For background, you might want to read about the two decades of NAFTA, the only major trade agreement in town at the moment, and see how that has worked out. Back to TPP, here's a recent TechDirt article of possible interest, mostly about how the US thinks it can get around TPP's provisions... yes, the ones for which no one has been permitted to know the text... and an op‑ed by Sarah Rose at SFGate urging that TPP not be fast-tracked.

The whole thing sucks little green dog dicks. And I doubt we can stop it; TPTB have shown little interest in what the public thinks in any nation involved. But we have to try: democracy already means little enough, and IMO we are obliged to give it some help.

Friday, May 1, 2015

Owen Jones Interviews Naomi Klein On This Changes Everything: Capitalism vs. The Climate

Naomi Klein
Here is the interview. It begins with a presentation by Klein of the essentials of the book, and concludes with a Q-and-A session driven by Jones. I am increasingly convinced that Klein is one of the dozen most articulate people (journalists, scholars, activists... choose your own term for her) alive today; the result is not nearly as subjectively interminable as its 1½-hour length might suggest. And unless you are a professional in some environment-related field, I can pretty much guarantee you that you will learn something.

Once you have viewed the interview, please find and read the book.
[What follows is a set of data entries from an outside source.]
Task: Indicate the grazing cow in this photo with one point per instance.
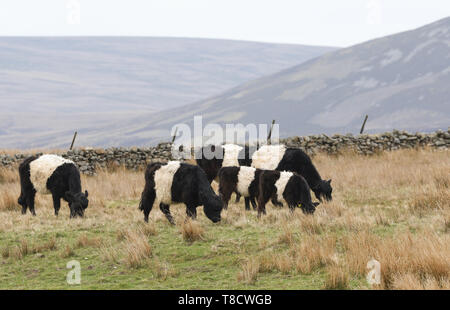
(281, 158)
(242, 180)
(284, 186)
(177, 182)
(55, 175)
(213, 157)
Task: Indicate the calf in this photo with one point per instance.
(177, 182)
(55, 175)
(284, 186)
(242, 180)
(281, 158)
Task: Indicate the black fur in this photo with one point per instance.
(296, 160)
(228, 180)
(295, 193)
(64, 183)
(189, 186)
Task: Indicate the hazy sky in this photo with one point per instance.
(318, 22)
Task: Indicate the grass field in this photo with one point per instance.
(393, 207)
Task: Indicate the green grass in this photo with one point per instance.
(211, 263)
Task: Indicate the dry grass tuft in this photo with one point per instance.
(85, 241)
(337, 278)
(191, 231)
(109, 254)
(427, 200)
(424, 255)
(249, 272)
(163, 270)
(137, 249)
(67, 252)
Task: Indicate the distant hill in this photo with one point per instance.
(53, 84)
(401, 81)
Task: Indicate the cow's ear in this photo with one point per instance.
(69, 196)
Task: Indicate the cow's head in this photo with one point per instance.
(323, 190)
(213, 208)
(78, 203)
(309, 208)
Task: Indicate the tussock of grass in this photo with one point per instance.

The further into the book I read, the more I am convinced it is one of the essential books of our time. (One reviewer compared its impact to that of Silent Spring; most of you are probably too young to have encountered it when it was new, but I agree This Changes Everything is comparably powerful and, one can hope, influential.

Can't afford to run out and buy a copy? Public libraries seem to have it, though demand is high and you may have to queue up. Or you can try Amazon; several of their many affiliate bookstores offer quite inexpensive used copies... my experience on the one in my hand is that "Used - Like New" meant exactly that. And of course fans of e-books can find one, probably at a good price. (I don't have an e-reader.)
(Once again, the YouTube video is one of those restricted to being visible only through its YouTube page; sorry about the additional click.)

Sunday, March 29, 2015

Naomi Klein On Oil Prices, Fossil Fuel Divestment, Better Climate Movement

Some of you know that my admiration for Naomi Klein is such that when my attempt to place a hold at Houston Public Library on her newest book, This Changes Everything: Capitalism vs. the Climate, failed, I actually promptly purchased the book, far out of my planned sequence of books to buy. Knowing that, it should hardly surprise you that I found an interview of Klein by May Boeve, executive director of 350.org, at a conference on divestment as an activist tactic, to be well worth reading. The interview is in three parts, dealing with oil prices, how to build a better climate movement, and fossil fuel divestment.

And if any old geezer (like me) says "they don't make activists like they used to," point them to Ms. Klein as an example: no, they don't make 'em like they used to; they make 'em better.